There was no evidence then or now that Loughner ever saw Palin’s map. What’s more, Loughner was obsessed with Giffords years before Palin ever sought to organize her electoral defeat. (RELATED: NYT Uses GOP Shooting To Falsely Attack Sarah Palin With Debunked Conspiracy Theory)
Just three days after the shooting, Washington Post fact-checker Glenn Kessler wrote: “the charge that Palin’s map had anything to do with the shooting is bogus.”
But the NYT has been feeding its readers an entirely different narrative for years.
In January 2013, the NYT ran a story by Peter Baker — currently the paper’s chief White House correspondent — that lent credibility to the falsehood that Palin incited Loughner’s actions..

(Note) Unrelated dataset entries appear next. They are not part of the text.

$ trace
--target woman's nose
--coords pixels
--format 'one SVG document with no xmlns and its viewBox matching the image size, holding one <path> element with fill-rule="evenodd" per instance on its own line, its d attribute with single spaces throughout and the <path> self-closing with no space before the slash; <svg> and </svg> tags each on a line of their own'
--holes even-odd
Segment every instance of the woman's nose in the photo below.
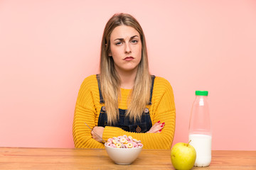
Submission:
<svg viewBox="0 0 256 170">
<path fill-rule="evenodd" d="M 129 53 L 131 53 L 131 47 L 129 46 L 129 44 L 127 43 L 125 45 L 125 53 L 126 54 L 129 54 Z"/>
</svg>

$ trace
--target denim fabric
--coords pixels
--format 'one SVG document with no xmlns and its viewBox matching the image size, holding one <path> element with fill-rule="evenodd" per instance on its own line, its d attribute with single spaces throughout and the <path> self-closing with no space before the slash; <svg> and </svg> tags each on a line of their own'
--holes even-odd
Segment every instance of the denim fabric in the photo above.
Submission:
<svg viewBox="0 0 256 170">
<path fill-rule="evenodd" d="M 152 84 L 150 90 L 150 101 L 149 105 L 151 104 L 153 86 L 154 86 L 154 81 L 155 76 L 151 76 L 151 78 L 152 78 Z M 97 79 L 98 81 L 100 103 L 103 103 L 104 100 L 100 89 L 100 82 L 98 75 L 97 75 Z M 135 122 L 133 120 L 130 120 L 129 117 L 127 117 L 125 115 L 125 113 L 126 113 L 126 110 L 122 110 L 119 108 L 119 118 L 117 123 L 111 125 L 111 126 L 118 127 L 123 129 L 125 131 L 133 132 L 146 132 L 149 131 L 150 128 L 152 127 L 152 123 L 150 119 L 150 115 L 148 108 L 146 108 L 145 110 L 143 112 L 141 117 L 141 120 L 137 120 Z M 101 108 L 97 125 L 102 127 L 110 125 L 107 123 L 107 115 L 105 106 L 102 106 Z"/>
</svg>

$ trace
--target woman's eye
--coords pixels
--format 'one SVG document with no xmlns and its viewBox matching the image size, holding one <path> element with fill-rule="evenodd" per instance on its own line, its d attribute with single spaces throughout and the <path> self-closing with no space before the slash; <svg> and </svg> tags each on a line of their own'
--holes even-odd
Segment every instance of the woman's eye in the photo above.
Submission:
<svg viewBox="0 0 256 170">
<path fill-rule="evenodd" d="M 138 42 L 137 40 L 132 40 L 132 44 L 136 44 L 137 42 Z"/>
<path fill-rule="evenodd" d="M 117 45 L 120 45 L 121 44 L 122 44 L 122 42 L 117 42 L 116 43 Z"/>
</svg>

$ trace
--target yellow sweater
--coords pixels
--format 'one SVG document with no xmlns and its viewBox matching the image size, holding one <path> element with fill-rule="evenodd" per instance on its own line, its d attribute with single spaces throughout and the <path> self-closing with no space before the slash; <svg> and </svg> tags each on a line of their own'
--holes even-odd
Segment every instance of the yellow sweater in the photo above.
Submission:
<svg viewBox="0 0 256 170">
<path fill-rule="evenodd" d="M 121 89 L 122 100 L 119 103 L 121 109 L 127 109 L 127 98 L 129 89 Z M 90 76 L 83 81 L 78 93 L 75 106 L 73 126 L 73 140 L 76 148 L 104 148 L 104 144 L 95 140 L 91 128 L 97 125 L 100 108 L 99 89 L 96 75 Z M 119 128 L 106 126 L 103 132 L 103 140 L 131 135 L 142 141 L 144 149 L 170 149 L 175 130 L 175 105 L 172 88 L 164 78 L 155 78 L 152 104 L 149 106 L 150 118 L 152 125 L 158 122 L 165 123 L 164 128 L 159 133 L 129 132 Z"/>
</svg>

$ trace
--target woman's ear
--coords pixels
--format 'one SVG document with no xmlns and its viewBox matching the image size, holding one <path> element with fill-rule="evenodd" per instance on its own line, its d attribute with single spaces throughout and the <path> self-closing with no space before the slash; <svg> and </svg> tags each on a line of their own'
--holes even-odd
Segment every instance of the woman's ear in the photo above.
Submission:
<svg viewBox="0 0 256 170">
<path fill-rule="evenodd" d="M 112 53 L 111 53 L 111 52 L 109 52 L 109 57 L 112 57 Z"/>
</svg>

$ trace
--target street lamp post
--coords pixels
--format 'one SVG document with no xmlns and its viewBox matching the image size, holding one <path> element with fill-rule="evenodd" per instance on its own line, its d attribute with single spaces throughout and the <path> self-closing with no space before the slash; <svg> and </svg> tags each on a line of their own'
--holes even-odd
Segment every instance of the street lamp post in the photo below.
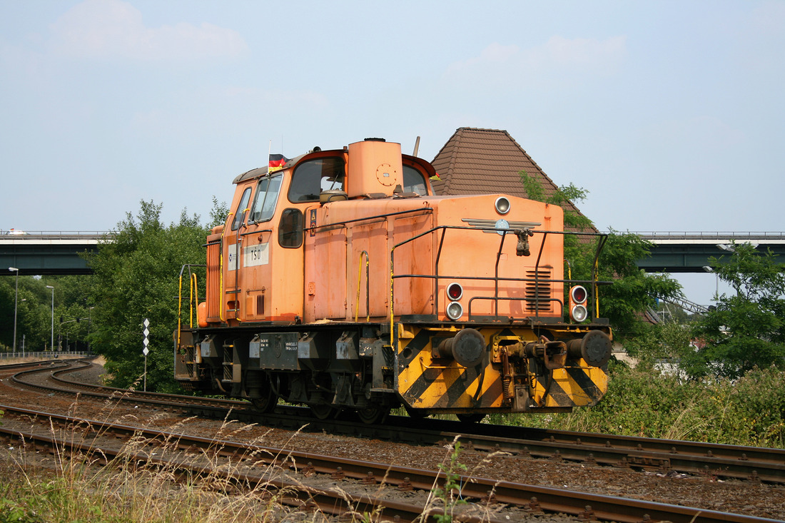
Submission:
<svg viewBox="0 0 785 523">
<path fill-rule="evenodd" d="M 52 344 L 49 346 L 49 349 L 54 350 L 54 287 L 47 285 L 46 288 L 52 289 Z"/>
<path fill-rule="evenodd" d="M 16 273 L 16 294 L 13 298 L 13 352 L 16 352 L 16 306 L 19 305 L 19 269 L 9 267 L 8 270 Z"/>
</svg>

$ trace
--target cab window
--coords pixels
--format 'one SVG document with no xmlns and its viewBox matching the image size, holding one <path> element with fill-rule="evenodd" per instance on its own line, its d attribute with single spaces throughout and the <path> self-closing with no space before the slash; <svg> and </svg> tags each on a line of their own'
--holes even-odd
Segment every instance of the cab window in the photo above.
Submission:
<svg viewBox="0 0 785 523">
<path fill-rule="evenodd" d="M 289 201 L 318 202 L 322 191 L 343 190 L 342 158 L 317 158 L 298 165 L 289 186 Z"/>
<path fill-rule="evenodd" d="M 278 243 L 286 248 L 302 245 L 303 216 L 299 209 L 284 209 L 278 224 Z"/>
<path fill-rule="evenodd" d="M 232 230 L 236 231 L 240 224 L 243 223 L 243 217 L 245 210 L 248 207 L 248 199 L 250 198 L 250 188 L 249 187 L 243 192 L 243 197 L 240 198 L 240 203 L 235 209 L 235 219 L 232 221 Z"/>
<path fill-rule="evenodd" d="M 265 177 L 259 180 L 256 199 L 254 200 L 250 218 L 248 218 L 249 222 L 267 221 L 272 218 L 272 214 L 276 212 L 276 203 L 278 201 L 283 180 L 283 177 L 281 175 Z"/>
<path fill-rule="evenodd" d="M 428 194 L 425 178 L 422 173 L 411 166 L 403 166 L 403 192 L 416 192 L 421 196 Z"/>
</svg>

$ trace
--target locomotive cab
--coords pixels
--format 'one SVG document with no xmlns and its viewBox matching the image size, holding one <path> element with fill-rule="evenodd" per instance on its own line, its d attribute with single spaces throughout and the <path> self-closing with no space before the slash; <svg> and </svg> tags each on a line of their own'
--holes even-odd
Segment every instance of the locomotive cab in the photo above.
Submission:
<svg viewBox="0 0 785 523">
<path fill-rule="evenodd" d="M 368 139 L 237 177 L 207 238 L 198 324 L 176 333 L 176 379 L 261 410 L 283 397 L 367 422 L 398 405 L 473 416 L 596 403 L 611 331 L 565 313 L 561 209 L 436 196 L 435 174 Z"/>
</svg>

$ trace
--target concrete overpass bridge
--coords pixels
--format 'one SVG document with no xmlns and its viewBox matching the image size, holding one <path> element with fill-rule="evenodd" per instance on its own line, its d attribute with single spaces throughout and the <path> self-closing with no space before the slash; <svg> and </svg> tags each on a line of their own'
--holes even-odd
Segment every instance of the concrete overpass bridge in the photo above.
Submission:
<svg viewBox="0 0 785 523">
<path fill-rule="evenodd" d="M 709 258 L 731 254 L 732 244 L 750 243 L 759 251 L 771 249 L 785 254 L 785 232 L 633 232 L 652 242 L 652 256 L 638 260 L 638 267 L 649 272 L 703 272 Z M 0 231 L 0 276 L 89 274 L 79 253 L 96 250 L 99 240 L 110 239 L 104 232 L 21 232 Z M 783 259 L 785 259 L 783 258 Z"/>
<path fill-rule="evenodd" d="M 654 243 L 652 256 L 637 265 L 647 272 L 703 272 L 709 258 L 731 254 L 734 243 L 751 243 L 761 252 L 785 254 L 785 232 L 633 232 Z M 785 258 L 783 258 L 785 261 Z"/>
<path fill-rule="evenodd" d="M 90 274 L 79 256 L 93 252 L 108 233 L 97 231 L 0 231 L 0 275 Z"/>
</svg>

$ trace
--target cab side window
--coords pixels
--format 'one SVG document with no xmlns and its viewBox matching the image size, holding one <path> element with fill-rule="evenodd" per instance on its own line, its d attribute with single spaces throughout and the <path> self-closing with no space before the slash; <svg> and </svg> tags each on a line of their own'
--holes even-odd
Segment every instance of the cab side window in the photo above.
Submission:
<svg viewBox="0 0 785 523">
<path fill-rule="evenodd" d="M 299 209 L 284 209 L 278 224 L 278 243 L 282 247 L 296 248 L 302 245 L 303 216 Z"/>
<path fill-rule="evenodd" d="M 250 188 L 249 187 L 243 192 L 240 198 L 240 203 L 235 209 L 235 219 L 232 221 L 232 230 L 236 231 L 243 223 L 243 217 L 245 216 L 246 209 L 248 208 L 248 199 L 250 198 Z"/>
<path fill-rule="evenodd" d="M 318 202 L 322 191 L 342 191 L 344 172 L 342 158 L 317 158 L 301 163 L 292 174 L 289 201 Z"/>
<path fill-rule="evenodd" d="M 281 175 L 265 177 L 259 180 L 256 190 L 256 199 L 254 200 L 254 208 L 250 211 L 249 222 L 267 221 L 276 212 L 276 203 L 278 202 L 278 194 L 281 191 Z"/>
</svg>

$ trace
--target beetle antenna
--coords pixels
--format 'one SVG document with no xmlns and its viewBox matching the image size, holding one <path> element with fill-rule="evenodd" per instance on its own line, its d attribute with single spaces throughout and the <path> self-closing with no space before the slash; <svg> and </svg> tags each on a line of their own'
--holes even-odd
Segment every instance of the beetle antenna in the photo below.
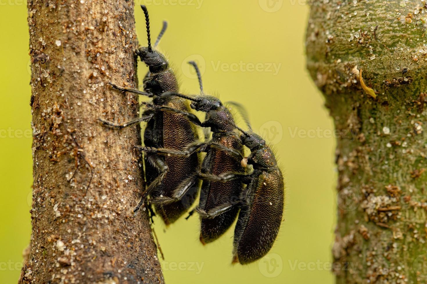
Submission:
<svg viewBox="0 0 427 284">
<path fill-rule="evenodd" d="M 251 123 L 249 121 L 249 116 L 248 115 L 248 112 L 246 111 L 245 107 L 241 103 L 237 102 L 228 101 L 225 103 L 236 107 L 236 108 L 237 109 L 237 111 L 239 112 L 240 115 L 242 116 L 242 118 L 243 118 L 243 120 L 244 120 L 245 123 L 246 123 L 246 126 L 248 126 L 248 128 L 249 129 L 249 131 L 252 131 L 252 126 L 251 126 Z"/>
<path fill-rule="evenodd" d="M 148 52 L 152 52 L 153 50 L 151 48 L 151 38 L 150 37 L 150 19 L 148 17 L 148 10 L 145 5 L 141 5 L 142 10 L 144 11 L 145 15 L 145 24 L 147 27 L 147 39 L 148 40 Z"/>
<path fill-rule="evenodd" d="M 162 26 L 161 30 L 160 31 L 160 33 L 159 34 L 159 35 L 157 36 L 157 39 L 156 40 L 156 42 L 154 43 L 155 47 L 158 45 L 159 43 L 160 42 L 160 40 L 164 34 L 164 32 L 166 31 L 167 29 L 167 22 L 163 21 L 163 26 Z"/>
<path fill-rule="evenodd" d="M 249 133 L 248 133 L 247 132 L 246 132 L 245 130 L 243 130 L 243 129 L 242 129 L 241 128 L 240 128 L 240 127 L 239 127 L 239 126 L 238 126 L 237 125 L 236 125 L 236 123 L 235 123 L 234 122 L 231 122 L 231 121 L 230 121 L 228 120 L 227 120 L 228 121 L 228 123 L 229 123 L 230 124 L 231 124 L 231 125 L 232 125 L 233 126 L 233 127 L 234 127 L 237 129 L 238 130 L 239 130 L 239 131 L 240 131 L 240 132 L 241 132 L 242 133 L 243 133 L 243 134 L 244 134 L 245 135 L 246 137 L 251 137 L 251 135 Z"/>
<path fill-rule="evenodd" d="M 184 99 L 187 99 L 187 100 L 190 100 L 193 102 L 200 101 L 200 100 L 198 100 L 197 99 L 194 98 L 190 97 L 190 96 L 186 96 L 185 95 L 182 95 L 182 94 L 177 93 L 176 92 L 165 92 L 160 95 L 160 97 L 164 98 L 170 97 L 171 96 L 179 97 L 179 98 L 182 98 Z"/>
<path fill-rule="evenodd" d="M 200 70 L 199 69 L 197 63 L 195 61 L 188 61 L 188 63 L 193 65 L 193 66 L 194 67 L 194 69 L 196 70 L 196 72 L 197 74 L 197 79 L 199 79 L 199 85 L 200 86 L 200 93 L 203 94 L 203 85 L 202 83 L 202 75 L 200 75 Z"/>
</svg>

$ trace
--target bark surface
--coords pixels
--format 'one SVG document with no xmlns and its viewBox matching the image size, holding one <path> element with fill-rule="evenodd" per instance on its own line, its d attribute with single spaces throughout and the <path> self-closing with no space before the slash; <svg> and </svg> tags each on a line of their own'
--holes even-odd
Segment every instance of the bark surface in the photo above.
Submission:
<svg viewBox="0 0 427 284">
<path fill-rule="evenodd" d="M 427 283 L 426 2 L 312 2 L 307 67 L 340 135 L 336 283 Z"/>
<path fill-rule="evenodd" d="M 32 234 L 19 283 L 163 283 L 147 211 L 133 1 L 29 1 Z"/>
</svg>

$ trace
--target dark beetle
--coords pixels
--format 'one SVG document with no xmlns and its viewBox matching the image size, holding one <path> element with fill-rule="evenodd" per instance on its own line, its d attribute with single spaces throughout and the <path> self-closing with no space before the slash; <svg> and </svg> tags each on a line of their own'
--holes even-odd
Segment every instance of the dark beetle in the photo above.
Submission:
<svg viewBox="0 0 427 284">
<path fill-rule="evenodd" d="M 205 175 L 203 178 L 223 182 L 239 180 L 248 184 L 242 191 L 239 202 L 234 206 L 225 204 L 216 209 L 222 211 L 240 208 L 234 229 L 233 263 L 249 263 L 265 255 L 271 248 L 282 222 L 284 194 L 283 176 L 271 149 L 266 141 L 252 130 L 242 132 L 242 144 L 251 150 L 242 164 L 252 165 L 254 171 L 246 175 L 229 172 L 214 176 Z M 233 149 L 222 149 L 234 153 Z M 214 211 L 208 212 L 208 215 Z"/>
<path fill-rule="evenodd" d="M 140 47 L 137 52 L 141 60 L 149 67 L 149 72 L 144 78 L 146 92 L 136 89 L 120 88 L 110 84 L 120 92 L 130 92 L 153 98 L 153 104 L 148 106 L 141 118 L 122 124 L 102 120 L 105 124 L 123 128 L 142 121 L 148 122 L 144 134 L 146 146 L 165 147 L 181 151 L 187 145 L 198 140 L 197 130 L 193 123 L 179 113 L 165 112 L 162 107 L 188 111 L 188 103 L 176 97 L 162 98 L 165 92 L 178 91 L 178 83 L 173 72 L 165 57 L 151 47 L 149 20 L 146 8 L 141 5 L 145 15 L 148 45 Z M 161 32 L 161 37 L 164 30 Z M 149 194 L 152 198 L 172 197 L 176 190 L 188 187 L 187 195 L 173 203 L 155 205 L 156 212 L 161 215 L 165 224 L 174 222 L 191 206 L 196 197 L 198 189 L 196 169 L 199 167 L 197 153 L 188 157 L 161 156 L 148 153 L 144 155 L 146 178 L 149 186 L 142 194 L 141 201 L 134 210 L 136 215 L 144 200 Z M 185 184 L 184 184 L 185 183 Z"/>
<path fill-rule="evenodd" d="M 200 85 L 201 95 L 188 97 L 177 93 L 165 93 L 162 97 L 175 96 L 186 98 L 192 101 L 191 107 L 197 111 L 206 113 L 206 119 L 202 122 L 196 115 L 188 112 L 170 109 L 171 112 L 181 113 L 198 126 L 210 127 L 213 132 L 211 139 L 207 142 L 200 142 L 190 145 L 183 151 L 176 151 L 168 149 L 143 148 L 146 153 L 155 153 L 162 155 L 178 155 L 188 156 L 197 151 L 206 152 L 201 167 L 202 174 L 221 175 L 230 171 L 243 172 L 244 169 L 241 165 L 243 158 L 243 146 L 238 136 L 234 133 L 234 127 L 229 121 L 234 121 L 233 116 L 228 109 L 224 106 L 221 101 L 214 97 L 203 94 L 200 72 L 196 63 L 190 62 L 194 66 L 197 73 Z M 232 149 L 234 152 L 222 151 L 222 148 Z M 204 244 L 214 241 L 224 233 L 234 222 L 239 208 L 233 208 L 222 213 L 215 211 L 209 216 L 205 216 L 204 212 L 211 210 L 215 211 L 217 207 L 225 204 L 232 206 L 237 201 L 241 191 L 242 183 L 238 180 L 221 182 L 216 181 L 203 182 L 200 195 L 200 200 L 197 211 L 201 213 L 201 228 L 200 241 Z M 170 198 L 156 198 L 152 202 L 155 204 L 167 203 Z M 171 201 L 173 201 L 173 199 Z"/>
</svg>

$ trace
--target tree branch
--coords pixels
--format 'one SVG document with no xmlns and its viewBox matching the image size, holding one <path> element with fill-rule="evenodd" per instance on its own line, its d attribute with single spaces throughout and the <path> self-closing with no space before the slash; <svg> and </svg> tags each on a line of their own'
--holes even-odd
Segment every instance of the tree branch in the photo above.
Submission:
<svg viewBox="0 0 427 284">
<path fill-rule="evenodd" d="M 163 283 L 137 117 L 133 1 L 29 1 L 34 133 L 31 252 L 19 283 Z"/>
<path fill-rule="evenodd" d="M 344 134 L 336 153 L 337 283 L 427 279 L 426 12 L 420 0 L 312 5 L 307 67 Z"/>
</svg>

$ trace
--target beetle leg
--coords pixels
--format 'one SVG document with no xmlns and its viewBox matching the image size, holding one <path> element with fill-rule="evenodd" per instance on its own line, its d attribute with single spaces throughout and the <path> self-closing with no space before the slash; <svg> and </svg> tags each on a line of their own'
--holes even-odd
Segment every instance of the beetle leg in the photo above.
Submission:
<svg viewBox="0 0 427 284">
<path fill-rule="evenodd" d="M 147 195 L 161 182 L 161 181 L 164 178 L 164 177 L 166 175 L 168 171 L 169 170 L 169 167 L 164 162 L 164 161 L 163 160 L 163 159 L 161 157 L 156 155 L 148 154 L 146 156 L 146 157 L 147 158 L 147 160 L 153 166 L 157 168 L 160 171 L 160 174 L 158 177 L 154 179 L 154 180 L 150 184 L 150 185 L 148 186 L 145 191 L 143 192 L 141 196 L 140 200 L 138 203 L 138 205 L 137 205 L 136 207 L 134 209 L 134 212 L 135 213 L 134 218 L 138 213 L 138 211 L 139 211 L 140 208 L 141 208 L 141 206 L 143 204 L 144 200 L 147 197 Z"/>
<path fill-rule="evenodd" d="M 133 93 L 134 94 L 137 94 L 138 95 L 143 95 L 144 96 L 148 96 L 149 97 L 152 97 L 153 95 L 152 94 L 149 94 L 148 93 L 143 92 L 142 91 L 140 91 L 139 90 L 137 89 L 130 89 L 129 88 L 121 88 L 118 86 L 117 85 L 115 85 L 109 82 L 108 84 L 111 86 L 111 87 L 115 90 L 117 90 L 119 92 L 121 92 L 122 93 L 126 93 L 126 92 L 129 92 L 129 93 Z"/>
<path fill-rule="evenodd" d="M 136 123 L 141 122 L 142 121 L 148 121 L 151 119 L 153 118 L 153 116 L 154 116 L 154 115 L 152 114 L 149 115 L 143 115 L 140 118 L 134 119 L 133 120 L 132 120 L 130 121 L 125 122 L 124 123 L 123 123 L 122 124 L 116 123 L 112 121 L 108 121 L 108 120 L 104 120 L 103 119 L 101 119 L 101 118 L 98 118 L 98 120 L 101 121 L 101 122 L 105 126 L 111 128 L 118 128 L 119 129 L 121 129 L 122 128 L 124 128 L 125 127 L 135 124 Z"/>
<path fill-rule="evenodd" d="M 164 112 L 176 112 L 176 113 L 179 113 L 182 115 L 184 117 L 187 118 L 190 122 L 194 123 L 197 126 L 201 126 L 202 127 L 209 127 L 207 126 L 205 122 L 202 122 L 199 119 L 199 118 L 196 116 L 196 115 L 193 113 L 191 113 L 191 112 L 186 112 L 184 110 L 181 110 L 180 109 L 174 109 L 172 107 L 169 107 L 168 106 L 160 106 L 158 107 L 158 109 Z"/>
<path fill-rule="evenodd" d="M 209 145 L 209 146 L 211 148 L 226 152 L 229 155 L 238 161 L 241 161 L 244 158 L 242 154 L 236 149 L 228 148 L 222 144 L 212 143 Z"/>
<path fill-rule="evenodd" d="M 185 195 L 188 189 L 194 185 L 197 180 L 197 175 L 195 173 L 186 178 L 174 190 L 172 197 L 159 196 L 152 198 L 150 201 L 156 204 L 170 204 L 179 201 Z"/>
<path fill-rule="evenodd" d="M 184 179 L 179 185 L 173 190 L 172 197 L 175 199 L 181 200 L 188 189 L 191 188 L 197 180 L 197 175 L 195 173 Z"/>
<path fill-rule="evenodd" d="M 205 146 L 205 143 L 194 143 L 190 145 L 182 151 L 177 151 L 165 148 L 156 148 L 140 146 L 136 146 L 136 147 L 140 151 L 144 153 L 152 153 L 162 155 L 172 155 L 180 157 L 189 157 L 195 153 L 199 148 Z"/>
<path fill-rule="evenodd" d="M 196 209 L 196 210 L 202 218 L 214 219 L 223 213 L 230 211 L 237 204 L 237 203 L 224 203 L 212 208 L 208 212 L 199 207 Z"/>
<path fill-rule="evenodd" d="M 234 181 L 237 179 L 242 178 L 248 175 L 240 172 L 227 172 L 219 175 L 216 175 L 212 174 L 199 172 L 199 178 L 205 181 L 227 182 L 228 181 Z"/>
</svg>

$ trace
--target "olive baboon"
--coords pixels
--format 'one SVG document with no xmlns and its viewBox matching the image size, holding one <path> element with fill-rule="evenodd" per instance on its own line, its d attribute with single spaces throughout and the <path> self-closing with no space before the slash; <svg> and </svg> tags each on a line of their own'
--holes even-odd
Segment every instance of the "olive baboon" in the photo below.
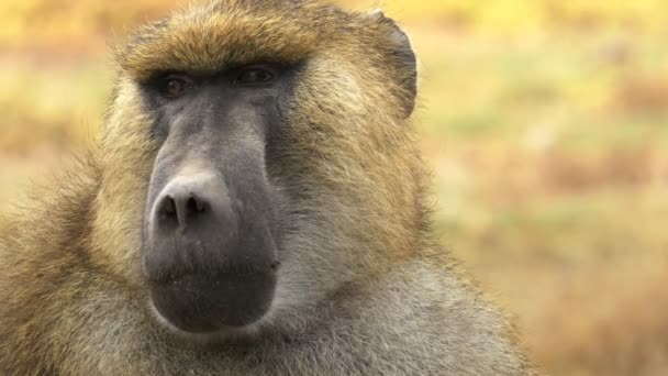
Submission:
<svg viewBox="0 0 668 376">
<path fill-rule="evenodd" d="M 222 0 L 116 49 L 102 137 L 10 224 L 11 375 L 526 375 L 430 239 L 407 35 Z"/>
</svg>

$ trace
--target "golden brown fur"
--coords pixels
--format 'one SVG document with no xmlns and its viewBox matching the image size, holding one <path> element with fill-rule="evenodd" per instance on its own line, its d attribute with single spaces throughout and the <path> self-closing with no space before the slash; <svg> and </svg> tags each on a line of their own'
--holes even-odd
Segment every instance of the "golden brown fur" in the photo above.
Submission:
<svg viewBox="0 0 668 376">
<path fill-rule="evenodd" d="M 410 73 L 394 25 L 315 2 L 226 0 L 143 27 L 118 48 L 99 145 L 0 239 L 0 371 L 20 375 L 525 375 L 513 329 L 430 239 Z M 269 166 L 286 259 L 253 335 L 186 345 L 141 278 L 142 220 L 160 147 L 136 85 L 154 70 L 299 62 Z M 203 343 L 207 342 L 207 343 Z"/>
</svg>

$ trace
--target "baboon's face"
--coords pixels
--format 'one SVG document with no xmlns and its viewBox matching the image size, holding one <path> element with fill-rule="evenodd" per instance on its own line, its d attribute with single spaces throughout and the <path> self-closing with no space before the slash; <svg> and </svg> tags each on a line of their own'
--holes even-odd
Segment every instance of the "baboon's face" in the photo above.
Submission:
<svg viewBox="0 0 668 376">
<path fill-rule="evenodd" d="M 142 85 L 163 142 L 145 214 L 155 310 L 187 332 L 245 327 L 270 307 L 280 265 L 265 145 L 296 67 L 254 64 Z"/>
<path fill-rule="evenodd" d="M 415 57 L 381 13 L 219 1 L 142 29 L 119 62 L 107 142 L 122 184 L 107 189 L 149 181 L 141 283 L 162 323 L 299 330 L 411 244 Z"/>
</svg>

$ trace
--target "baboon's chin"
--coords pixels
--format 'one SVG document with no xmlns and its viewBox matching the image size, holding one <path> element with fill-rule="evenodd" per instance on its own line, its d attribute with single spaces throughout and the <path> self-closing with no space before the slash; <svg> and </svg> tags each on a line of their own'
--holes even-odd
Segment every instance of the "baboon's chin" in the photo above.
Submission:
<svg viewBox="0 0 668 376">
<path fill-rule="evenodd" d="M 274 272 L 187 275 L 151 283 L 151 305 L 168 328 L 196 336 L 243 332 L 261 320 L 274 300 Z"/>
</svg>

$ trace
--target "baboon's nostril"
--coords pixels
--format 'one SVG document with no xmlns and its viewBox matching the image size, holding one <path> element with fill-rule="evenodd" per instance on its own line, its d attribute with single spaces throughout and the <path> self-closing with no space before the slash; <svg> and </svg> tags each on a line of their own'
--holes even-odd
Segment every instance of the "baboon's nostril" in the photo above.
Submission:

“The use of gun symbolism has at times provoked controversy. After Representative Gabrielle Giffords of Arizona was shot in the head by a gunman in 2011, many criticized Sarah Palin, the former vice-presidential nominee, for using cross hairs on her Web site to identify Democrats like Ms. Giffords who she said should be defeated for re-election,” Baker wrote.
Baker did not inform his readers that the accusations he was repeating were, in WaPo’s words, “bogus.” His story was headlined, “In Gun Debate, Even Language Can Be Loaded.”
This past December, New York Times Magazine suggested that Palin contributed to Loughner’s “radicalization.”
“In 2010, Sarah Palin posted a map to her Facebook page that laid the cross hairs of a gun sight over districts that threatened the Republican agenda, including Gabrielle Giffords’s,” wrote Jack Hitt in a story titled, “We Don’t Talk About ‘Radicalization’ When an Attacker Isn’t Muslim. We Should.”
“Months later, when a gunman did fire a bullet point-blank through Giffords’s head, some conservative activists were outraged that anyone drew a connection between Palin’s playful clip art and an actual head shot,” Hitt wrote.
Hitt did not inform his readers that there was no evidence whatsoever linking Palin’s map to Loughner’s actions.
The NYT again pushed that false narrative on Thursday in response to 66-year-old James T. Hodgkinson’s attempted assassination of dozens of GOP congressmen as they practiced for the annual congressional baseball game. Hodgkinson was a Bernie Sanders supporter who was fiercely anti-Trump, but the NYT used the tragedy as an excuse to again smear Palin without any evidence.
“In 2011, when Jared Lee Loughner opened fire in a supermarket parking lot, grievously wounding Representative Gabby Giffords and killing six people, including a 9-year-old girl, the link to political incitement was clear. Before the shooting, Sarah Palin’s political action committee circulated a map of targeted electoral districts that put Ms. Giffords and 19 other Democrats under stylized cross hairs,” the editorial stated.
“Though there’s no sign of incitement as direct as in the Giffords attack, liberals should of course hold themselves to the same standard of decency that they ask of the right,” the editors added.
Palin has said she is exploring her legal options after the false charge against her.
The NYT chalked Thursday’s falsehood up to an error. But the paper’s history shows — at best — that the NYT has been erroneously pushing the same falsehood for years.